Aquel invierno, Bárbara Ardalionovich se casó con Ptitzin. Todas las amistades de los Ivolguin se explicaron la boda por el hecho de que Gania, al renunciar a sus ocupaciones, había dejado de subvenir a las necesidades de la familia, convirtiéndose incluso en carga para ella.
En casa de Epanchin no se hablaba más de Gania que si no hubiese existido nunca. Y, sin embargo, ningún miembro de la familia ignoraba un curioso detalle referente al joven: el de que éste, después de la ingrata escena en la reunión de Nastasia Filipovna, había esperado en su casa con febril inquietud la llegada de Michkin, quien volvió de Ekateringov a las siete de la mañana.

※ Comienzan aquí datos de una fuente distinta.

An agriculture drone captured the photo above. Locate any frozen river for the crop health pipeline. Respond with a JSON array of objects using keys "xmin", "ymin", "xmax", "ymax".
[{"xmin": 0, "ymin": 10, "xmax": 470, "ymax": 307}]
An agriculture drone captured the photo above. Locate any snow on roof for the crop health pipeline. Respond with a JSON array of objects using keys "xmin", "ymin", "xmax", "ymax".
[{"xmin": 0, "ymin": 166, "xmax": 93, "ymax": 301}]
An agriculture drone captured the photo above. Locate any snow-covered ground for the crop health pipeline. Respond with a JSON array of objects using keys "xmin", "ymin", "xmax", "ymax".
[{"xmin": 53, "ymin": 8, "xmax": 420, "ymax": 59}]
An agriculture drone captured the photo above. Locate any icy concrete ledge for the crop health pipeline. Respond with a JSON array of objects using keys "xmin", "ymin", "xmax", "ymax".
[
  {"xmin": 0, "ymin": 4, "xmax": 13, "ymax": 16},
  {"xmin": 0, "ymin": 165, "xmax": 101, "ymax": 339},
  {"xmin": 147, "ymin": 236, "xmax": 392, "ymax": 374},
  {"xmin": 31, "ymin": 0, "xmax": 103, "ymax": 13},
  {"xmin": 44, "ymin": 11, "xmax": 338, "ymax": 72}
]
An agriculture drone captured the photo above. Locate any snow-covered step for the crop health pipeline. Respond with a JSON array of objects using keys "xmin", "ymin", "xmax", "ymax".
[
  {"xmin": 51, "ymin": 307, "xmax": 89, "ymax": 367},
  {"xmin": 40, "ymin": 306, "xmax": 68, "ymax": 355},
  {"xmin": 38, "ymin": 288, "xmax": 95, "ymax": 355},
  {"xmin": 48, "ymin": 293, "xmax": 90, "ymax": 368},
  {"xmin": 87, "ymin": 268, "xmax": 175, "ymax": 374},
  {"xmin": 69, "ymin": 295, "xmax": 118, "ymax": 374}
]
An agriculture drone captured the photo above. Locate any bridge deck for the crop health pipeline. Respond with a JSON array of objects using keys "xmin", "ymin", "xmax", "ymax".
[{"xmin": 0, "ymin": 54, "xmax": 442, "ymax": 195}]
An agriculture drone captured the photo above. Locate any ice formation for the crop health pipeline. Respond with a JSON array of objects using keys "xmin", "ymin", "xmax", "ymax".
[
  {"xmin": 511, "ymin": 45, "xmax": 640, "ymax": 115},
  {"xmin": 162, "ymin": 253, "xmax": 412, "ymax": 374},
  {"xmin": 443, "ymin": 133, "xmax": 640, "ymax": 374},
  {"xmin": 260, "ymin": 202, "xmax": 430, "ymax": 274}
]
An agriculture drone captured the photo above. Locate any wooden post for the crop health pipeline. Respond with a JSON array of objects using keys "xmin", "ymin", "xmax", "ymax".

Entonces Gania, llevando en la mano el fajo de billetes que Nastasia Filipovna le regalara cuando yacía desmayado, los colocó sobre la mesa de Michkin, rogándole que entregase el dinero a su propietaria en cuanto tuviera ocasión. Gania entró en la habitación enfurecido y casi desesperado, sentimientos que, sin embargo, desaparecieron tras unas breves palabras con Michkin. Pasó dos horas con éste y en todo aquel tiempo no cesó de llorar. Luego se separaron amistosamente.
Esta noticia, conocida de toda la familia del general, era, según más adelante se supo, exacta en todas sus partes. Sin duda parecerá extraño que tales hechos se divulgasen tan pronto, pero el caso fue que todo lo ocurrido en casa de Nastasia Filipovna se divulgó, casi al día siguiente, en casa de los Epanchin. Los informes acerca de Gabriel Ardalionovich podían suponerse recibidos de su hermana, ya que entre ésta y las jóvenes Epanchin se entablaron súbitas relaciones de amistad, con gran asombro de Lisaveta Prokofievna.